Providing a unified legal regime serves two main purposes: one is to strengthen a citizen's rights, and the other to provide a more harmonized regulatory background for businesses. Strengthened data protection rights can be viewed as a unified and effective right to be forgotten, a unified requirement of consent being an explicit one, the right to know what information is stored at a given data controller, and the new principle of data portability. Several measures, such as extending the powers of national data protection supervisory authorities, the accessible remedies and the widening of cooperation between such authorities complement such citizen rights.

Regarding the business side, considering the current differences between national regimes, a higher degree of harmonization could, in itself, be a big step forward – even considering the new regulatory burden being introduced. Nevertheless, more regulation does not necessarily mean better harmonization – even without any harmonization measure – it just certainly means more regulation and that judicial/authority practises could be even more divergent. So, for data controllers, the most promising step forward is the principle of a "single stop shop", i.e., that when a controller or processor is established in more than one member state, the supervisory authority located in the member state of the principal establishment of the controller or processor shall be solely competent.

1.                       Do you think the self-regulation of the profession is under threat? What is the CCBE position on this?

The current proposals do keep certain issues open and are subject to the individual practise of a given data protection supervisory authority.
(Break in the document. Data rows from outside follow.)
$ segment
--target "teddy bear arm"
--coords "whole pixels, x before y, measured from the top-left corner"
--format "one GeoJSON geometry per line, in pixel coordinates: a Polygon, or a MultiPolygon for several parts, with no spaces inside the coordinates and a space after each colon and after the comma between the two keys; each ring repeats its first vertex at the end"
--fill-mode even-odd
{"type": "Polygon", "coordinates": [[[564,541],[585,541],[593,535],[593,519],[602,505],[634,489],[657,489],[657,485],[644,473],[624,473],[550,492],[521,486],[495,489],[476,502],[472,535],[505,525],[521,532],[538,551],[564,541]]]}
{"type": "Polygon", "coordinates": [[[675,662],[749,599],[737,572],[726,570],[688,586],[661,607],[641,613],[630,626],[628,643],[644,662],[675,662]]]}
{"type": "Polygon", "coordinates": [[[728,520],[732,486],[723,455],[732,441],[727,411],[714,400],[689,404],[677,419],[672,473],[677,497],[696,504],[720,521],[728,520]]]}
Generally, such EU-wide extension in the scope of supervisory authorities necessarily constitutes a threat to self-regulatory bodies, like bars and law societies. But in the case of lawyers, this possible problem is exacerbated by the fact that we store data on behalf of our clients and the data subject – the person whose information is stored - may not necessarily be that of our client. It is part of our work and an integral part of our role as an independent profession to keep such a data without informing the person, and sometimes against the will of the data subject.

The CCBE's position paper on the Proposed Data Protection Reform[2] was based on the better visibility of the legal privilege (professional secrecy) of lawyers under a data protection regime. It addressed, first, the issue of the “data subject's right to information and access”, which should not cover legally privileged information. Under the current wording of the proposed regulation, it is a risk that in, e.g., family law litigation, parties with a contrasting interest to that of the client could request a list of all personal data information possessed by the client’s lawyer.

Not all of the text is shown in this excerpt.